Le MMA va bien, merci pour lui (Guillaume) /
- Parlons MMA , parlons rapidement d’UFC, qui déroulait son 298ème Pay-Per-View ce week-end à Las Vegas, avant un UFC 299 qui soufflera sur les braises de l’enfer avec Benoit Saint-Denis vs Dustin Poirier, et un UFC 300 qui n’arrive pour l’instant pas à passer le stade de la demi-molle. En main event, Alexander Volkanovski rendait sa couronne après un KO de forain passé au 2ème round par l’Espagnol Ilia Topuria. Ce n’était pourtant pas un défaut de méthode de Volk, qui dominait les débats et marquait ses points à distance, lacérant à coups de jabs le visage de son adversaire qui fonctionnait par explosion. Après plus d’un round à subir les changements de garde et les déplacements d’Alexander the Great, Topuria réussit à la cadrer sur un enchainement de crochets corps-tête qui ne laissa aucune chance au désormais ancien taulier du bazar. Coup dur pour Volkanovski, encore dans la conversation des all time-greats il y a quelques mois, qui subit son deuxième KO d’affilée.

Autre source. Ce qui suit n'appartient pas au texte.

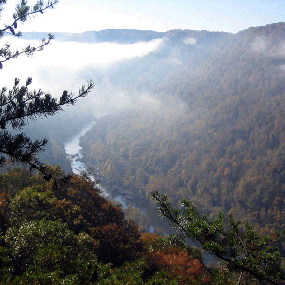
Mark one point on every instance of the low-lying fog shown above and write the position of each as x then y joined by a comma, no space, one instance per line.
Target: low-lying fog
69,65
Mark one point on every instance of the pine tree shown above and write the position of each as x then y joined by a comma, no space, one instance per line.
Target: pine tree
21,104
238,246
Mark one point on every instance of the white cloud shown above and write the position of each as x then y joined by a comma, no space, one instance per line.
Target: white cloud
60,63
190,41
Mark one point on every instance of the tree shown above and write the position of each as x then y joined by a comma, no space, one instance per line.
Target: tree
20,104
239,246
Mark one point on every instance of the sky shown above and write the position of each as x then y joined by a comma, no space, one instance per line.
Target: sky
158,15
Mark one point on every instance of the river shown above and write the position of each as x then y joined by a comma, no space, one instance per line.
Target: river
73,151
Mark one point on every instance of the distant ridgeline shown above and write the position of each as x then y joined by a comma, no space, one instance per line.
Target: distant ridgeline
128,36
209,122
214,129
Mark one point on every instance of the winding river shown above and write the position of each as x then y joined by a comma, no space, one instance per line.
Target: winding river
73,151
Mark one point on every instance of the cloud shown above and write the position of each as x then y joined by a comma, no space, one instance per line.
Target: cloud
190,41
60,63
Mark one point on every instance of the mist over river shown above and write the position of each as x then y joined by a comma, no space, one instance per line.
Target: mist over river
73,150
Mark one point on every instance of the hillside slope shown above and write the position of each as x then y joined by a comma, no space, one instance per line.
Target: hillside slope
215,133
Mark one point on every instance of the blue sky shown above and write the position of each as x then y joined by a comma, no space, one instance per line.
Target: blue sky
159,15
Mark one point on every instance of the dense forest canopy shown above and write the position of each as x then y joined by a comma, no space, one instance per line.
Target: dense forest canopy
216,133
205,122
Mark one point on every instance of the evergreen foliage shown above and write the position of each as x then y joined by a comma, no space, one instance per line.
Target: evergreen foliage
20,104
239,246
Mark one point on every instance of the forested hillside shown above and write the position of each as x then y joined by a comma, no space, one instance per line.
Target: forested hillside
213,132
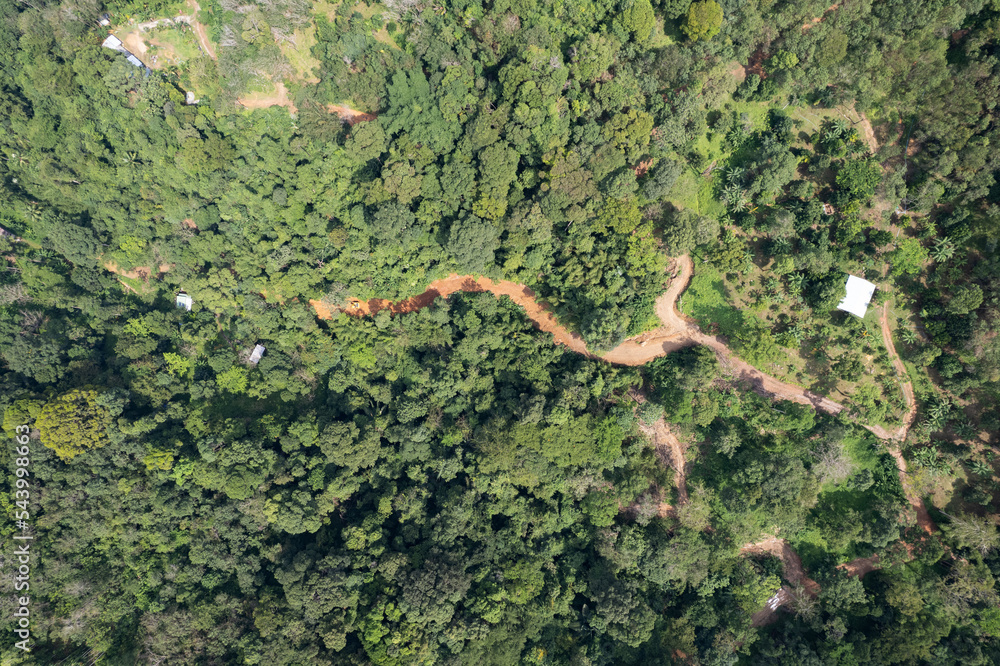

- Toutefois, la grosse bastos de cet UFC 298 était anticipée du côté des poids-moyens, avec le clash en 5 rounds de Robert Whittaker vs Paulo Costa, un beef-cake 100% colorants et conservateurs en provenance du Brésil, de retour aux affaires après deux années à troller son come-back. Face à lui, le valeureux Whittaker, gars sûr de la caté qui ne perd que face aux champions, et devait se remettre de son KO contre Dricus Du Plessis, actuel détenteur de la ceinture depuis sa victoire contre Sean Strickland. Tacticien polyvalent qui ne cède jamais sur l’élégance de son style, Whittaker avait fort à faire contre un Costa qui avance comme un bulldozer sur un bout de forêt amazonienne : en ligne droite et pour détruire. Mais à l’instar de ses deux combats des enfers contre Yoel Romero, ancien monstre de la division au profil similaire, « The Reaper » a réussi à garder la tête froide et le menton derrière la fenêtre, malgré les kicks à abattre un sequoia de son adversaire. Rob trouvait sa distance, touchait avec parcimonie et se dégageait même un chemin vers les combos quand le brésilien, malgré l’embrayage bloqué sur la marche avant, se montrait beaucoup plus monolithique dans son exécution. Belle victoire à la décision de Whittaker, qui a réussi à dicter les termes de la guerre réclamée par Costa. Ce dernier ne semble désormais beaucoup moins intéressé par la victoire que le spectacle à proposer. On aimerait pas être à la place des deux hommes ce matin : au vu du volume de calf et low-kicks envoyés et reçus à pleine puissance pendant 25 minutes, on doute que l’un et l’autre soient en mesure de jouer à la marelle d’ici le mois de juin.